While Hawkins had no part in that episode, he joined those outside the ground loitering where the away fans were due to exit. He then rushed with others when it emerged Oldham fans were being directed to a different exit, prosecutor Simon Jones said in summing up
‘The defendant chose to be part of the hostile and aggressive behaviour after going to the match with his 12 year old son and his friend,’ he said.
‘He was stood there for five minutes with the baying mob, which is a long time to be there for.
‘He is pointing aggressively, makes an inappropriate gesture and says he only threw tin foil. But he has been exposed to be a liar after CCTV showed him throwing two missiles.’
Mr Jones, who suggested it was more likely coins were lobbed at rival fans, added to the jury: ‘It is nonsense and he is insulting your intelligence. He is lying to you.’
But in defence, Paul Jones, said Hawkins had never been involved in football hooliganism in his 35 years of watching Pompey.

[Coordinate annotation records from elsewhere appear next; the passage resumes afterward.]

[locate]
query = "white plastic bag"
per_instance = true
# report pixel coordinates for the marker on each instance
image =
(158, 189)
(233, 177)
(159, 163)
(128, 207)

The barrister also added that throwing tin foil does not amount to violent disorder. ‘The crown’s case hangs on what was thrown but there is no evidence what he threw was capable of causing injury,’ he said. ‘It would be speculation to accept it was a coin.’
Mr Jones added: ‘If he is guilty of encouraging others then a lot of other people are guilty.’
The jury retired to consider their verdict.
Hawkins, of Lidsey Road, Chichester, denies violent disorder.
Four other men and a youth pleaded guilty to violent disorder at a previous hearing and await sentencing.